What is model collapse in AI?

Model collapse occurs when AI systems train on content generated by other AI systems rather than human-created work. Each generation produces lower quality outputs, progressively losing diversity and capability until the system becomes unreliable.

Why did Houser compare AI to mad cow disease?

Mad cow disease emerged from feeding cows processed feed made from other cows, creating a degenerative brain disease. Similarly, AI training on AI-generated content creates a feedback loop that degrades quality and functionality over time.

Is Dan Houser against all AI use in gaming?

No. Houser acknowledges AI can do some tasks brilliantly and that Absurd Ventures is dabbling in AI tools. His criticism targets overselling AI capabilities and replacing human creativity without understanding long-term consequences.

What is Absurd Ventures working on?

Absurd Ventures is developing a game set in the universe of Houser’s new book “A Better Paradise Volume One,” which explores AI becoming too powerful. The studio uses traditional development approaches rather than relying heavily on generative AI.

Do other game developers agree with Houser about AI?

Many creative developers share Houser’s concerns. Larian Studios’ Michael Douse, Pocketpair CEO John Buckley, and Baldur’s Gate 3 actors have criticized AI pushes in gaming. However, many executives at companies like EA, Epic, and former Square Enix leadership embrace AI adoption.

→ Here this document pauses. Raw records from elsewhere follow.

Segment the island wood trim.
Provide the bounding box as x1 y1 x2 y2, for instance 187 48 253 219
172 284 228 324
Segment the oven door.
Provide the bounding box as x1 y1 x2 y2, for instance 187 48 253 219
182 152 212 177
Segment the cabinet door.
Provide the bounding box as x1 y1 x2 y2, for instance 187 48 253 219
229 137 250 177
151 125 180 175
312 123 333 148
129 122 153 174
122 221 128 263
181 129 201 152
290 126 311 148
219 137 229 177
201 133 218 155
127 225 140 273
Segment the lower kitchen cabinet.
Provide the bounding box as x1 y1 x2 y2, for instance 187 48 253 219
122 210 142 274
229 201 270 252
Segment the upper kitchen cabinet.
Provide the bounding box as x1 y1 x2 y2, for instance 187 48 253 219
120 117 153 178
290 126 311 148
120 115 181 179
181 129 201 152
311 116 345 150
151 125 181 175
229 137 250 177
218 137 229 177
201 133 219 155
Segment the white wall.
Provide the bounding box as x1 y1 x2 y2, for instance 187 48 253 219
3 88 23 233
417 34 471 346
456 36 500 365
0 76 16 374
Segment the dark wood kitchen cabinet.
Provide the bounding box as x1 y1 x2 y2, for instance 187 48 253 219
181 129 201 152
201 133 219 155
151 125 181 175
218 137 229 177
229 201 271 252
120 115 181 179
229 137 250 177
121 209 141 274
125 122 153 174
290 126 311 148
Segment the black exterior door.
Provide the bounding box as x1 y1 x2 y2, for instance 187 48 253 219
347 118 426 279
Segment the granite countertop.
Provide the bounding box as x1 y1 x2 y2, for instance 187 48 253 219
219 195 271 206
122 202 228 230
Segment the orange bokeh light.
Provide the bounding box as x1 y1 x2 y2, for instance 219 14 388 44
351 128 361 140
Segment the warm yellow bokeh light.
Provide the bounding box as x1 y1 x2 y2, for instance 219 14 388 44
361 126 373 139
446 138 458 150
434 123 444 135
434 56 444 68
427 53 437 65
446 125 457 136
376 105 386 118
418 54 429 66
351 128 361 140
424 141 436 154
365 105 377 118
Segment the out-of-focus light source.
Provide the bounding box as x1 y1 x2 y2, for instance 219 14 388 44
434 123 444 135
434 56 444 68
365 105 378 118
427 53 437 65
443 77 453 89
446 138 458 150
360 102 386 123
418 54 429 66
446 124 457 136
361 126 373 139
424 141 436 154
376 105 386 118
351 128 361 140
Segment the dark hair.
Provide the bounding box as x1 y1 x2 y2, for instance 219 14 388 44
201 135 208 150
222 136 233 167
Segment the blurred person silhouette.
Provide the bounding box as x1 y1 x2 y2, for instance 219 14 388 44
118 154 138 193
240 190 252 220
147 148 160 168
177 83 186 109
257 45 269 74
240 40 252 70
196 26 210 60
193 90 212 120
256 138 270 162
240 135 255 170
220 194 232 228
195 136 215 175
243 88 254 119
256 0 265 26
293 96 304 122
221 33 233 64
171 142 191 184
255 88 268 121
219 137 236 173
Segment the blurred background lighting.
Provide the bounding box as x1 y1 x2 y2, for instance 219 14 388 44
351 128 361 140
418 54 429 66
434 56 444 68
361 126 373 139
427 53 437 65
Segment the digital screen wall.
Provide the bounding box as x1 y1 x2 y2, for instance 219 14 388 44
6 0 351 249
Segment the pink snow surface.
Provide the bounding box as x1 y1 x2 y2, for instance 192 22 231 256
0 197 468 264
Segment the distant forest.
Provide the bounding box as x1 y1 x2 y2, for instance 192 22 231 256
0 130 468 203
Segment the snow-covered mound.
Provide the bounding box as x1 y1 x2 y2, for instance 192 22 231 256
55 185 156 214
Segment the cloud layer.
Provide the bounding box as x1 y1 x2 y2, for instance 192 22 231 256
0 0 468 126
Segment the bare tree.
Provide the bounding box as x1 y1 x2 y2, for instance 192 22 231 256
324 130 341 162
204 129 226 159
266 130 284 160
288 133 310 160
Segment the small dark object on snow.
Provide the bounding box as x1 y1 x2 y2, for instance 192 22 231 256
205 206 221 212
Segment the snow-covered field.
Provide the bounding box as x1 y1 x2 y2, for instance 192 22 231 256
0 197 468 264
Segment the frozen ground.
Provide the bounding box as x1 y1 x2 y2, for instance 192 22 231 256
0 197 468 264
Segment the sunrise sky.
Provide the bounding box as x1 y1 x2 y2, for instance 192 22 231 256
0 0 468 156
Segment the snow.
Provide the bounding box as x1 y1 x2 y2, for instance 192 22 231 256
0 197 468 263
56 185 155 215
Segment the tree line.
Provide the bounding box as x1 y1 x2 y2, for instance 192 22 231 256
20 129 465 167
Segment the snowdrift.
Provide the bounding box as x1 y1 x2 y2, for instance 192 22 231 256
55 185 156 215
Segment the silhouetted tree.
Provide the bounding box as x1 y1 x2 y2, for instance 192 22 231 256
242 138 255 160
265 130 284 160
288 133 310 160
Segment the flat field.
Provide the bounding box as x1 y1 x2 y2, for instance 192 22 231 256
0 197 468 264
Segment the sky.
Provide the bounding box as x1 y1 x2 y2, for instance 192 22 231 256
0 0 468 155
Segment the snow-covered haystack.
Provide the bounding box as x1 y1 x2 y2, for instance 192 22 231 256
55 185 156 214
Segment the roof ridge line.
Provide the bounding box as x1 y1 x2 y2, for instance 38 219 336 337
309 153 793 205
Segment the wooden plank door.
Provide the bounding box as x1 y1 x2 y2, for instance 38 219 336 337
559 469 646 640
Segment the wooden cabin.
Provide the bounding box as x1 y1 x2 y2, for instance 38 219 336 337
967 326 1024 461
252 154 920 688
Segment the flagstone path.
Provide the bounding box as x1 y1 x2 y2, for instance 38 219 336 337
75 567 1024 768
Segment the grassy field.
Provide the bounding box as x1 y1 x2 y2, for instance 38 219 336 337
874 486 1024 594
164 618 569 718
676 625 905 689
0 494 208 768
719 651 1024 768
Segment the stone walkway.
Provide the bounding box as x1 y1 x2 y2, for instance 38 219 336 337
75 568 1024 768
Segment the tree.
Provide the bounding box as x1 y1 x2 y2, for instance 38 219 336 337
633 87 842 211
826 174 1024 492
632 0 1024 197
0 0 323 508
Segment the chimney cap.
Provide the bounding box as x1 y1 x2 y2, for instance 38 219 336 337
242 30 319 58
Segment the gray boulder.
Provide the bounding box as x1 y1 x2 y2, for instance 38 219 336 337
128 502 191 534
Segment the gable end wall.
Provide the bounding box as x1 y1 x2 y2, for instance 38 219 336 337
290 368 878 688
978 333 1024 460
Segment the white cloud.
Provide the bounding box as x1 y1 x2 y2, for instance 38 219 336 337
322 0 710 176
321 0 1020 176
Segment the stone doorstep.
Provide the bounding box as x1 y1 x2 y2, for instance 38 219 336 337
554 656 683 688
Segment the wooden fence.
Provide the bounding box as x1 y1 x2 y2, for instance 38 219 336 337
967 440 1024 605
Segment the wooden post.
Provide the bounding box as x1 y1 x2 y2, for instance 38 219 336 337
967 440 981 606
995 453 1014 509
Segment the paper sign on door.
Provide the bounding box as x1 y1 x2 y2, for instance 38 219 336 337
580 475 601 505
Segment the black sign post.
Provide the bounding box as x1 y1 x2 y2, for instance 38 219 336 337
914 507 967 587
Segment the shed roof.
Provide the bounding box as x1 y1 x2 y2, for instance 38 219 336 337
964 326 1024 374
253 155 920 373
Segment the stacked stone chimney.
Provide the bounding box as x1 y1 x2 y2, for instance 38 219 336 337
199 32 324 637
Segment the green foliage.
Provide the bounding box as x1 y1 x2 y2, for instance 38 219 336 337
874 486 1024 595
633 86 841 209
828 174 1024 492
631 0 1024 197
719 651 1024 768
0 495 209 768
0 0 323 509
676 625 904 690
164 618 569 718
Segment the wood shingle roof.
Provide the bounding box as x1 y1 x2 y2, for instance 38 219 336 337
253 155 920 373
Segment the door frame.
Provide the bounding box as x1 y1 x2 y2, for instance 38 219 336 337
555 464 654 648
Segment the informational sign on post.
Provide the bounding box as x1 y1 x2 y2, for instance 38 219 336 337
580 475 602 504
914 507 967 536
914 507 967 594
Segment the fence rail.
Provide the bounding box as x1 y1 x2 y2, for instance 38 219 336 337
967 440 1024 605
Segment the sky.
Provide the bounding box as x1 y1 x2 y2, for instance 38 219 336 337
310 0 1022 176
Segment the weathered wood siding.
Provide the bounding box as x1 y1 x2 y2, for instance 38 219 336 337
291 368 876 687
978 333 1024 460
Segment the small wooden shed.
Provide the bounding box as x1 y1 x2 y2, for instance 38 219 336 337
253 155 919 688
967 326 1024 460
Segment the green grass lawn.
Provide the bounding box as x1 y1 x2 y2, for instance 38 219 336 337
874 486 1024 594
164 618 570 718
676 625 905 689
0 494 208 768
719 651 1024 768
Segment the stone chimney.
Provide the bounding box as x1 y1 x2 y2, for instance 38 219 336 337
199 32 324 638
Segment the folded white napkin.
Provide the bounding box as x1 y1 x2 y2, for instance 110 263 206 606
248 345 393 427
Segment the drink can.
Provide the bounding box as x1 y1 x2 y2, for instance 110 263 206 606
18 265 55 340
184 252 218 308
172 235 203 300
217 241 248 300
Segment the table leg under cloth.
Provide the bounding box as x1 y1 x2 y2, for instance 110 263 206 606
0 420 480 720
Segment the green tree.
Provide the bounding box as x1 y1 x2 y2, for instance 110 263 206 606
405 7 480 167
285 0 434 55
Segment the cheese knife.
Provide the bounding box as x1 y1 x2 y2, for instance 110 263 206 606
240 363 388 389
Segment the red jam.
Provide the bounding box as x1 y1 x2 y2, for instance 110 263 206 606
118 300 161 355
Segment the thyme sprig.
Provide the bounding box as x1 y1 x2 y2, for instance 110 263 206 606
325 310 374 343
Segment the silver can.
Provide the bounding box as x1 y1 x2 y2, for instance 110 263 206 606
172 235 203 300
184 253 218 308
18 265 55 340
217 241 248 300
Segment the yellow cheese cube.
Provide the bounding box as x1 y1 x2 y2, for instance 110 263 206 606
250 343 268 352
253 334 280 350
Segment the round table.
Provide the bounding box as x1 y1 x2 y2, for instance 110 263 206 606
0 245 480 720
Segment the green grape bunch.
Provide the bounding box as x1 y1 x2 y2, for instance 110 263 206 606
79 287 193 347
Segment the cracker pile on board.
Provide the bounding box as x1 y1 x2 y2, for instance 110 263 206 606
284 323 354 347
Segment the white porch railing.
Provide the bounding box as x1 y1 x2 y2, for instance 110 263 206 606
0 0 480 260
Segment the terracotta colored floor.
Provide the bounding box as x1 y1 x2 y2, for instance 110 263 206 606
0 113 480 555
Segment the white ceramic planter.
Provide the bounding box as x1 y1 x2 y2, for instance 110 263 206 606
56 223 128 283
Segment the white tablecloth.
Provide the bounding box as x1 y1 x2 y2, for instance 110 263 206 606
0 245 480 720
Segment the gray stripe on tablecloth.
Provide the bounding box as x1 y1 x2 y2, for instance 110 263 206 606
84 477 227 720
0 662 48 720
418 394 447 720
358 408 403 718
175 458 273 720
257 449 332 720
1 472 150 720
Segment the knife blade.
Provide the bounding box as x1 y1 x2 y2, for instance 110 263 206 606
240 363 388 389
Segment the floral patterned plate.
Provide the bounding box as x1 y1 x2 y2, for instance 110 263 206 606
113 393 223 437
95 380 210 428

What games did Dan Houser write?

Houser wrote or co-wrote Grand Theft Auto III, Vice City, San Andreas, IV, and V, plus Red Dead Redemption and Red Dead Redemption 2. These games are known for satirical storytelling and emotional depth that defined Rockstar’s creative identity.

Conclusion

Dan Houser’s comparison of AI to mad cow disease cuts through corporate hype with uncomfortable accuracy. His warning that AI will eat itself through model collapse reflects legitimate technical concerns that AI companies downplay while chasing growth and market dominance. More importantly, his criticism of the executives pushing AI hardest – that they’re not the most humane or creative people – exposes a fundamental problem in how the gaming industry approaches technological change. The people making decisions about replacing human creativity often lack creative backgrounds themselves, viewing art as a cost center rather than understanding what makes games emotionally resonate with players. Houser’s perspective carries weight because he spent decades proving that human creativity, vision, and craft produce games that become culturally significant rather than algorithmically adequate. The battle over AI in gaming isn’t really about technology – it’s about whether the industry values human expression or sees creativity as just another optimization problem. Based on Houser’s comments and similar pushback from developers across the industry, that fight is far from over. The executives might control the balance sheets, but the creatives understand what actually makes games worth playing. And according to someone who helped define modern gaming storytelling, the people steering AI adoption aren’t qualified to determine humanity’s creative future.